These actresses bring to life a clearly defined and completely believable relationship. The collective struggle we witness them endure is quite simply gripping. Damiano, as the younger sister Laura, is impetuous and bubbly, bringing to life her character's blossoming, often white hot, sexuality. So too, she masterfully embodies Laura's inability to withstand the enticing overtures of the Goblin Men. Purveyors of exotic fruit — or is it sensuality they sell — their siren calls lead to Laura's terrifying loss of innocence.
Pennington provides a perfect counterpoint as the older sister, Lizzie. Though her character appears guarded and strong, Pennington skillfully displays her breadth of talent by deftly avoiding the easy choice of frigidity. Instead, she is protective and nurturing. In the end, having withstood temptation, Lizzie's determination allows both siblings to progress into adulthood. These are riveting performances to be sure.
Bedoian's production team is equally first rate. Scenic designer Jason Z. Cohen's multileveled set allows for ease of movement throughout the play. It includes walls constructed of a material called "scrim" which, courtesy of Dave Mickey's striking back-lit illumination, reveal the upstage forest that haunts the girl's memories.
Uncredited props include various era-specific children's toys, most notable is a three-story dollhouse. Costumer Sherry Linnell has dressed both women completely in black, as though having returned from a funeral. Shedding these formal vestiges to reveal traditional period undergarments frees them to cavort through Mecca Vazie Andrews' charmingly appropriate choreography.

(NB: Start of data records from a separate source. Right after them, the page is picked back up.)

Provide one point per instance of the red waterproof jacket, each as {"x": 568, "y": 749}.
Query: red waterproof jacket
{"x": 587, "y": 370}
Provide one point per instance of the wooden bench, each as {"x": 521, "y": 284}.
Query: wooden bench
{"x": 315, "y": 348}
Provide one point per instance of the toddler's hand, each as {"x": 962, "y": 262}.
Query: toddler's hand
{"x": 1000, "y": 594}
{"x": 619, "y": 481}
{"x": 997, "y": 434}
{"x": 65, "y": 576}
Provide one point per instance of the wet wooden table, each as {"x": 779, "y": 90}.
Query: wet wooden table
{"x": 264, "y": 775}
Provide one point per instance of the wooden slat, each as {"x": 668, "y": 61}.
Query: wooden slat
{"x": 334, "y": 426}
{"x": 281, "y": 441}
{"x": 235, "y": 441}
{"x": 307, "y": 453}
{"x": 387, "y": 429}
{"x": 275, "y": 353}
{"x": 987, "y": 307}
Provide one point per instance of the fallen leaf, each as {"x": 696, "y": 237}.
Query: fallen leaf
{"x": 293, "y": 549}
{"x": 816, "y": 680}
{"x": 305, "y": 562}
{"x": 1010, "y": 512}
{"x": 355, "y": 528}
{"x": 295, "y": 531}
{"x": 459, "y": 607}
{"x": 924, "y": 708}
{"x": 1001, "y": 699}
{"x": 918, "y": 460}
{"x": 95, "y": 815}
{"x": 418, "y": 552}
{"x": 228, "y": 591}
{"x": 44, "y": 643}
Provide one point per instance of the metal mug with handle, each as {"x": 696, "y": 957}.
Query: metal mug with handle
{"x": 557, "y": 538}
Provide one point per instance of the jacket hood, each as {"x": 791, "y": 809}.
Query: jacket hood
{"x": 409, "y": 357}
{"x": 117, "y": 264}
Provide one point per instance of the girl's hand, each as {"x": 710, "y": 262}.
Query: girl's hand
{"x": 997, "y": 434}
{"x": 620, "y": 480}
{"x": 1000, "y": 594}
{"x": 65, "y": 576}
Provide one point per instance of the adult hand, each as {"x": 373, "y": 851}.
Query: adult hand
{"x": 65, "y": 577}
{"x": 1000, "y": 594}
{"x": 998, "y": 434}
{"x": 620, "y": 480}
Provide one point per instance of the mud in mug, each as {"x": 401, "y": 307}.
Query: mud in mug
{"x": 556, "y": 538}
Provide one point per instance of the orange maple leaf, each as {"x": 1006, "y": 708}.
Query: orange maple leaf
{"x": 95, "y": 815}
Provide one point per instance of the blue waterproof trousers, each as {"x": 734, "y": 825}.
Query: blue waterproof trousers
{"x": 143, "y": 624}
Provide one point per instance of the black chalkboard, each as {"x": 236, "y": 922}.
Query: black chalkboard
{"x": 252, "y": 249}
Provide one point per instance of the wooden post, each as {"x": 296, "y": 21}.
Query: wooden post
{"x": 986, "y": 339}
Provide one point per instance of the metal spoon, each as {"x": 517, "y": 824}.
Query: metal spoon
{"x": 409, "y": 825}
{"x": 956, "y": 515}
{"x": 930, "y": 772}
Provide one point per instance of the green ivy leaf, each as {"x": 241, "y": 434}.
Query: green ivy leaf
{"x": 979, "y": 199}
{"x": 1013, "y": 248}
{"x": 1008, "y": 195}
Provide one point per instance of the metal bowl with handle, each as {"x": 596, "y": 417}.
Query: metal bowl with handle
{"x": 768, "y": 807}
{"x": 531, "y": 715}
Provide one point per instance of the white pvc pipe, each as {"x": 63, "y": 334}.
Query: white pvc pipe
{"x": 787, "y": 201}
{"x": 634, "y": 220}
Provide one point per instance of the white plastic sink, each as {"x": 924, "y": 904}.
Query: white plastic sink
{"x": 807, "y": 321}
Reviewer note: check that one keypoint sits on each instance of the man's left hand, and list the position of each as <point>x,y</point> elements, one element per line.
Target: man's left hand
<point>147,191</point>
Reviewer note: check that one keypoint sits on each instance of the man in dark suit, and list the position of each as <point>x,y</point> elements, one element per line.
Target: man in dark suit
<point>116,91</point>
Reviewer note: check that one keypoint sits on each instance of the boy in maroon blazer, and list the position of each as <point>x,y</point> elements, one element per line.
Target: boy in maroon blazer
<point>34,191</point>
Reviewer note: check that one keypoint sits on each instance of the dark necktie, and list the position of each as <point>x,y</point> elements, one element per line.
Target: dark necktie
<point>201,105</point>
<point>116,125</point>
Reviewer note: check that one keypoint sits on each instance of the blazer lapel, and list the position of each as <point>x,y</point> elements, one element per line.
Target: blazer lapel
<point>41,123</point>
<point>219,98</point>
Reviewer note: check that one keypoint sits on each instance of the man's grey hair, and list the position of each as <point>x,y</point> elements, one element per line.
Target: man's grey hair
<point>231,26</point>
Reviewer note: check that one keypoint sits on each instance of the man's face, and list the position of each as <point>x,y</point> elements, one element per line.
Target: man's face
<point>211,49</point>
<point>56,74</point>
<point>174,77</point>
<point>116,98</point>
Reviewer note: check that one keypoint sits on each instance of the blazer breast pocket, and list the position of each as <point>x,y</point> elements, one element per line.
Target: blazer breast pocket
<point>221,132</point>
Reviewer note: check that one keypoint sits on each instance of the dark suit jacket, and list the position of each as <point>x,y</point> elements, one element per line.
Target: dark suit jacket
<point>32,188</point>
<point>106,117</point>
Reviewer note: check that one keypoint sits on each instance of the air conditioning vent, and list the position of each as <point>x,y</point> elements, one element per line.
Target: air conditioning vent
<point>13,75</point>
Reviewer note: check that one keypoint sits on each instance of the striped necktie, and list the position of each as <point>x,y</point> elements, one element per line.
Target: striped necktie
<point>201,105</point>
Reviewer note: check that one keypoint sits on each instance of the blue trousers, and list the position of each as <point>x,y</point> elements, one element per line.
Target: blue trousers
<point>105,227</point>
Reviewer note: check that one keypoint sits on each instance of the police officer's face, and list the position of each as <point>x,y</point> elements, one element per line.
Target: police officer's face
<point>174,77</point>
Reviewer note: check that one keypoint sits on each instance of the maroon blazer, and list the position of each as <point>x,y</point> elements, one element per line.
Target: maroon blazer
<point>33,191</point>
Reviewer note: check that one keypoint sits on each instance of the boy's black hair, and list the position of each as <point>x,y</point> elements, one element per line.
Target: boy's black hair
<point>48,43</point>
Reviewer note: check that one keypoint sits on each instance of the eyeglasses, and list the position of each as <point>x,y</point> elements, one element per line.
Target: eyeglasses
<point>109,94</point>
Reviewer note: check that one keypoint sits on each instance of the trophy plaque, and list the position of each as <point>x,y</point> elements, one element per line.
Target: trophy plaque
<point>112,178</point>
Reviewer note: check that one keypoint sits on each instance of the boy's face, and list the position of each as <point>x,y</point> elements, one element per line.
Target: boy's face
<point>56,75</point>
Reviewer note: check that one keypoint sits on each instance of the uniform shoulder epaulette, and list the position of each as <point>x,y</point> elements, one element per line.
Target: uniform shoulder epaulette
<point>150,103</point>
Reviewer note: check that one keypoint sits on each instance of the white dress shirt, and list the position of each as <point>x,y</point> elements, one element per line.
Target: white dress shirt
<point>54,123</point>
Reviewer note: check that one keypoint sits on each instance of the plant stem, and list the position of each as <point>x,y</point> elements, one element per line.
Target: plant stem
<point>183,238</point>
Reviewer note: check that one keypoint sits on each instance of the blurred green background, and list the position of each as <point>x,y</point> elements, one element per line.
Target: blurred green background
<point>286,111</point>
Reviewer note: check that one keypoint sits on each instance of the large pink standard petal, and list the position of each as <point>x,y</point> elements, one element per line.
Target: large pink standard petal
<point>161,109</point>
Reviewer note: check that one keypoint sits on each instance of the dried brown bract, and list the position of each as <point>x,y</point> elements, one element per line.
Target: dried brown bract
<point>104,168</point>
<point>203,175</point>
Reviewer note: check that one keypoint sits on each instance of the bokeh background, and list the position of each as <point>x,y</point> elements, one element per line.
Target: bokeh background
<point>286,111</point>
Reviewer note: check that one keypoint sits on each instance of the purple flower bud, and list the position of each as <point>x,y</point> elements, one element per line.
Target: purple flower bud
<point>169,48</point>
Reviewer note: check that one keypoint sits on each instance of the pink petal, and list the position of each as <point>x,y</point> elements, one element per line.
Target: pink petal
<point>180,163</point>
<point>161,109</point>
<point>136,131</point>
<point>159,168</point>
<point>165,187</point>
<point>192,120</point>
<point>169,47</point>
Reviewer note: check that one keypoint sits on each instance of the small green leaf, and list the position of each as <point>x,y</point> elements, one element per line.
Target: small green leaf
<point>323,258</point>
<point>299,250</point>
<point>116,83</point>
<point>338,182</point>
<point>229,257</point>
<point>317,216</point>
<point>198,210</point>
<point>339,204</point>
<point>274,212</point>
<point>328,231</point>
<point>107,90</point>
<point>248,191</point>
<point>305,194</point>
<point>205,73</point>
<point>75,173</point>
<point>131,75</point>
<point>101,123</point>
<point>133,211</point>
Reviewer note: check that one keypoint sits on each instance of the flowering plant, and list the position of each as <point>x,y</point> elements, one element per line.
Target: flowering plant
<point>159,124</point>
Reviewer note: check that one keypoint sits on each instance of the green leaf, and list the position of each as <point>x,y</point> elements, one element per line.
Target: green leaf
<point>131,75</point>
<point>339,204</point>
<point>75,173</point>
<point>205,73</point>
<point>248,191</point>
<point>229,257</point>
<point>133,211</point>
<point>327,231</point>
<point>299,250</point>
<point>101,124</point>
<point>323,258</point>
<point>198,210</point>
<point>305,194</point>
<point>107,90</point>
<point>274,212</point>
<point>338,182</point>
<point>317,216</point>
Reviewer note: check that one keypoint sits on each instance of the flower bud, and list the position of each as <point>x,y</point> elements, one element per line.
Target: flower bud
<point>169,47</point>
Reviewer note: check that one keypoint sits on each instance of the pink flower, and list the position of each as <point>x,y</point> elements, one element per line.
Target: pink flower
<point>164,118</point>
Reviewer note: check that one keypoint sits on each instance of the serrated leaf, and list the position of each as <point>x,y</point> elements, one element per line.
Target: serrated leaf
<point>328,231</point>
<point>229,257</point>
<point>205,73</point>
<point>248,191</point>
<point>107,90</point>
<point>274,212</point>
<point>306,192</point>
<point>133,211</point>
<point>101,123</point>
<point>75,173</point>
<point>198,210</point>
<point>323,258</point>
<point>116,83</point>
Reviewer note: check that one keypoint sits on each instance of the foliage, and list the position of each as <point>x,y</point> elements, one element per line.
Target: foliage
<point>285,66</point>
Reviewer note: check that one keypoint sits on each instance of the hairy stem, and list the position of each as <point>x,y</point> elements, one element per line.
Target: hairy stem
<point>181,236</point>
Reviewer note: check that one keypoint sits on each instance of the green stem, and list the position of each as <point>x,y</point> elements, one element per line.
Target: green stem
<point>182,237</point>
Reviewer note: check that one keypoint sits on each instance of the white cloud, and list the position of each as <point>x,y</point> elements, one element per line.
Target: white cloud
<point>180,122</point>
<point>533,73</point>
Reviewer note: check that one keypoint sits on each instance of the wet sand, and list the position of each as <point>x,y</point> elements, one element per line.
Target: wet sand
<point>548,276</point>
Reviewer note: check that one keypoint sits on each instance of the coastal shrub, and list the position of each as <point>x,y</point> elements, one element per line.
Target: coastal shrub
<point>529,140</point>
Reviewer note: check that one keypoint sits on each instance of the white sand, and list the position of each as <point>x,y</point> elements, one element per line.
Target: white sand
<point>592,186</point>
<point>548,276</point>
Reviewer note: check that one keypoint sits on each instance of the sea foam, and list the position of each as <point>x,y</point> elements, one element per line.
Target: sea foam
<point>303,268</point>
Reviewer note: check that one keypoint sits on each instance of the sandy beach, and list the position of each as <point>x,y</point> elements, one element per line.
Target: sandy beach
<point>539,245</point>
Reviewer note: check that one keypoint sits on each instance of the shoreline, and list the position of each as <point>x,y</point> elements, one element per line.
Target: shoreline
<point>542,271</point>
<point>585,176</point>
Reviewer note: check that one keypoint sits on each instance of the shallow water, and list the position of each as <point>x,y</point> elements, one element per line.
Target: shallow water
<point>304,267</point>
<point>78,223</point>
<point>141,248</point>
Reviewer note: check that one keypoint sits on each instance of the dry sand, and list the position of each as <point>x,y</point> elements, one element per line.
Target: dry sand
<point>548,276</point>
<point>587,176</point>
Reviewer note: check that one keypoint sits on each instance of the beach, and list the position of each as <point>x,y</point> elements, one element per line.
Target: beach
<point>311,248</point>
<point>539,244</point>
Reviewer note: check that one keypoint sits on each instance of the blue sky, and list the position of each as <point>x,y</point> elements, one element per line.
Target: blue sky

Finally, Philip White provides expert musical direction, especially given the show's unorthodox style. Composer Polly Pen contains a challenging assortment of styles and vocal ranges. It is not the territory for amateurs to trod.
Damiano and Pennington, supported by a piano and string ensemble, demonstrate their expertise in delivering the haunting melodies and complex harmonies with clarity and ease. This strangely endearing one-act musical, adapted from a poem by Christina Rossetti, is like the proverbial onion. One discovers deeper and often more disturbing implications with each subsequent layer.
So, are the Goblin Men real? Or are they merely the childhood explanation for the terrors associated with growing up? It all makes for a production worthy of one's attendance.
DINK O'NEAL, of Burbank, is an actor and member of the American Theatre Critics Assn.